I am proud to introduce another post from Mrs RPS. This time she’s thinking about Christmas past, present and future. Keeping calm and carrying on.
So here we are again, the annual frenzy of purchasing, wrapping and sending of Christmas paraphernalia which, in our house, seems to have fallen to me over the years, nay decades. However, this year is different, and not in a good way.
My darling husband has become one of the first victims of our Con-Dem Government, and is to be made redundant early next year. There is no chance of a reprieve, no suddenly discovered mistake that can easily be rectified, no magical dream job galloping over the horizon. No, instead we as a family face a very uncertain future.
My greatest fear is the most obvious one – how will we manage for money? Our situation is comfortable by many people’s standards, but not affluent. We have a home that we love, big enough for all of us to fit in (not always the case in our family history – we had to weather the negative equity years of the 1990s in a 2up, 2down) and set in a beautiful part of rural England.
Providing the foundation for this comfort is a substantial mortgage which has taken a significant chunk of Mr RPS’ monthly salary, along with the council tax, household bills etc.
Our children have worked hard at school and so have reached university or are on the way there. To cushion our oldest against student debt we have given him a weekly allowance and have planned to do the same with our daughter if she starts higher education next year. We have helped with deposits, bonds etc. for student accommodation and parted with cash to help purchase family birthday presents, rail tickets and the usual student expenditure.
We have maintained the principle that life is not a free ride and that part-time work is the best protection against student poverty. Both our older kids found weekend jobs in their teens and consequently value the satisfaction engendered from earning one’s pay. No doubt our youngest will follow suit.
We also take an annual summer holiday, always in this country, we run two cars from our own purse and we subscribe to such meritworthy charities as The National Trust, English Heritage and the RNLI. Neither of us smokes or drinks alcohol and our idea of a great evening is a video and a bar of chocolate.
Thus, Dear Reader, I am hoping that you will conclude that we do not indulge in hedonistic frivolities but display a sober and cautious approach to spending worthy of my Quaker ancestry.
We’re an ordinary family dealing with – for us – extraordinary circumstances.
So how do we approach Christmas, considering that come February we lose the vast majority of our monthly income? Do we throw caution to the winds and spend at the rate that we have done in the past? I’m sure our elder daughter would love a laptop and our youngest an iPod touch.

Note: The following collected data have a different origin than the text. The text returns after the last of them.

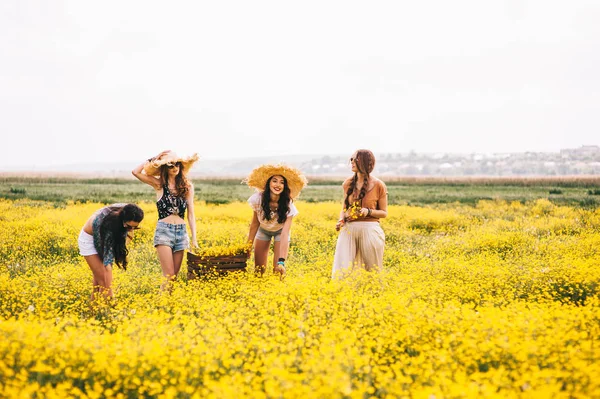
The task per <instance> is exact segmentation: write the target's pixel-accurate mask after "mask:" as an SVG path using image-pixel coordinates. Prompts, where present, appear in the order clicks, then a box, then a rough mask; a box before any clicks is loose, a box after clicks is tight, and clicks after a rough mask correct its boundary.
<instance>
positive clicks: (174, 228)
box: [154, 221, 190, 252]
mask: <svg viewBox="0 0 600 399" xmlns="http://www.w3.org/2000/svg"><path fill="white" fill-rule="evenodd" d="M157 245H166V246H168V247H171V249H172V250H173V252H177V251H183V250H184V249H188V248H189V246H190V239H189V237H188V236H187V230H186V229H185V224H171V223H165V222H160V221H159V222H158V223H157V224H156V231H155V232H154V246H155V247H156V246H157Z"/></svg>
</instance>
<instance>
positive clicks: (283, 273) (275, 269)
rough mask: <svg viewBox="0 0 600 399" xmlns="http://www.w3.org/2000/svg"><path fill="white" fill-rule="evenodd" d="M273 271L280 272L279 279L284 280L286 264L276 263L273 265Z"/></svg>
mask: <svg viewBox="0 0 600 399" xmlns="http://www.w3.org/2000/svg"><path fill="white" fill-rule="evenodd" d="M273 273H280V276H279V279H280V280H282V281H283V279H284V278H285V266H283V265H275V266H274V267H273Z"/></svg>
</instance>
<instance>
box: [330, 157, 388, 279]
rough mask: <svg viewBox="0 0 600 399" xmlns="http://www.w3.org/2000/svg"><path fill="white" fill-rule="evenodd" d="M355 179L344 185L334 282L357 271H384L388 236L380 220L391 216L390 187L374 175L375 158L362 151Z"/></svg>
mask: <svg viewBox="0 0 600 399" xmlns="http://www.w3.org/2000/svg"><path fill="white" fill-rule="evenodd" d="M350 163H351V164H352V171H353V172H354V176H352V177H350V178H348V179H347V180H346V181H344V183H343V184H342V187H343V190H344V202H343V207H342V211H341V212H340V219H339V220H338V222H337V224H336V226H335V227H336V230H338V231H339V230H340V229H341V231H340V234H339V236H338V241H337V245H336V248H335V256H334V260H333V270H332V273H331V276H332V278H335V277H336V276H338V277H339V276H341V275H343V274H346V273H347V272H349V271H350V270H352V268H354V267H360V266H364V268H365V269H366V270H380V268H381V266H382V264H383V249H384V246H385V234H384V233H383V230H382V229H381V226H380V225H379V219H383V218H385V217H386V216H387V187H386V186H385V183H383V182H382V181H381V180H379V179H377V178H376V177H375V176H372V175H371V172H372V171H373V168H374V167H375V156H374V155H373V153H372V152H371V151H369V150H358V151H356V152H355V153H354V154H353V155H352V157H351V158H350Z"/></svg>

And our student son would really appreciate a few hundred quid.
Or do we take the ascetic path and adopt the notion that Christmas is cancelled? Would we really miss the abundance of presents and the traditional Christmas blowout of turkey and all the trimmings? Well, yes, actually we would.
So I have decided to follow the wartime adage of Keep Calm and Carry On. Our children will have presents, though perhaps not as trendy or expensive as their peers’. We have bought gifts for family and friends, but on a controlled budget, and at a discount when possible. We will buy for each other, but not as expensively or as extensively as before. And we won’t be visiting the January sales either.
At the end of the day, we’ll still have each other.